Richard Roeper of the Chicago Sun-Times gave the film a positive review, calling it "whimsical and sharply written and beautifully performed" and praising Shannon's performance as Shriver. Mick LaSalle writing for the San Francisco Chronicle said the performances, characters and script was "a little better than it had to be". He called Maren's direction "tonally right, full of warmth and touches of humor; he makes it an inviting film to watch" and noted his surprise to find out the film was "interrupted more than halfway in by a 400-day pause due to the COVID pandemic." Varietys Rene Rodriguez praised Shannon's performance and the film's exploration of the themes of deception and self-discovery, but criticized the pacing and the "lack of wit or sophistication."

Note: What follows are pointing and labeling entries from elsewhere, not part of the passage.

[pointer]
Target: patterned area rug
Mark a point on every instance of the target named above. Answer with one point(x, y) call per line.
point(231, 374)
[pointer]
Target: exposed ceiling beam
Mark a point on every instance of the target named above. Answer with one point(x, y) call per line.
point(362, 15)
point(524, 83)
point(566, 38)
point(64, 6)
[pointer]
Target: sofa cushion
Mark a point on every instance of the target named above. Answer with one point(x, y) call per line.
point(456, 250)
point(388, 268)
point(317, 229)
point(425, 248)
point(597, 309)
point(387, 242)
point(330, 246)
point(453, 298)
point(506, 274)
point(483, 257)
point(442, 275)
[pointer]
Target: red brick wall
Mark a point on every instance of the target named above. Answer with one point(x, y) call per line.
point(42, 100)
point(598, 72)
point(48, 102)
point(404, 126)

Brett Buckalew of The A.V. Club gave a mixed review, writing "The execution of the simultaneous mistaken identity and fish-out-of-water shenanigans that ensue is oddly muted; you keep waiting for Maren to amp up the comic energy and narrative complications, but it isn't until the satisfyingly madcap climax that he really does." Jeannette Catsoulis of The New York Times wrote negatively, saying "Hobbled by a lack of visual oomph or verbal sparkle, A Little White Lie pokes feebly at impostor syndrome and writerly insecurity. Maren settles for a muddled mystery and a limp love connection. Shannon and Hudson never look half as happy together as Don Johnson looks on the back of that horse."